Continuing, Wike said, “Don’t get involved in any fight between two politicians without knowing the root cause.


“In any facet of life, there are rules and they must be obeyed. As a pastor, there are rules you must follow. So also, as politicians, we must follow rules.


“While I was governor I followed those rules, and that’s why I was able to succeed.


“When I was running for governor, I was invited (and told) that some elders wanted to see me. When I got there, I saw only two people; just two of them constituted themselves as elders over the whole state.


“They said the elders of the state had decided that I should not contest the election. I said it must be a joke. Now they’ve come back again as elders.


“Check everyone there, some of them their sons lost the election. Everybody wants to take their pound of flesh. ‘Wike prevented me from this’; ‘Wike made me not to be that’. ‘Wike made me not to be that’. Even those that Wike made have joined them.”


The FCT Minister also warned against propaganda, even as he expressed dismay that some of the elders he made have joined in criticising him.


He said, “You are the ones who said the President should intervene. Now the President has come to bring peace, you said no, you don’t have the constitutional powers.


“All of us must love this state but don’t listen to propaganda. There is nothing I’m looking for in this state now. I have my own budget as FCT Minister. I have my own commissioners. All I’m saying is if you are a politician play according to the rules.”

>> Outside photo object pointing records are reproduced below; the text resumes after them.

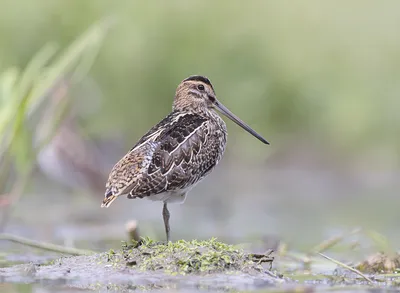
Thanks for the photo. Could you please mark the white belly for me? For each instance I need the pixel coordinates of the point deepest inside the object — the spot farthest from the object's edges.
(177, 197)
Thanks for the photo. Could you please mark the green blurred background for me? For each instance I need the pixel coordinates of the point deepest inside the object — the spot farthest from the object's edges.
(317, 79)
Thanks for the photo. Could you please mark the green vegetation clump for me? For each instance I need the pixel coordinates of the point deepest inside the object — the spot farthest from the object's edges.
(380, 263)
(186, 257)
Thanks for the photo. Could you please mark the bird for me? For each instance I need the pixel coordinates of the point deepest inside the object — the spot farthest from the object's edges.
(178, 152)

He said those bringing in ethnic sentiments were ill-informed, saying, “All of us in this state, irrespective of where you come from, know this state belongs to all of us. There is nothing like Ijaw, there is nothing like Ikwerre.  All I know is Rivers State.


“If you want to settle us, set out the facts. Don’t just be shouting asawana (a popular solidarity mantra). No, because when we were choosing who would rule, you never shouted ‘asawana’.


“Now they’re carrying flags and shouting asawana up and down. Are you people aware that Mr President actually called us privately and told us what to do? He didn’t do it and now Mr President then said okay, the larger house should come and they’re saying he does not have the constitutional right to do that. I have subjected myself to the peace process.”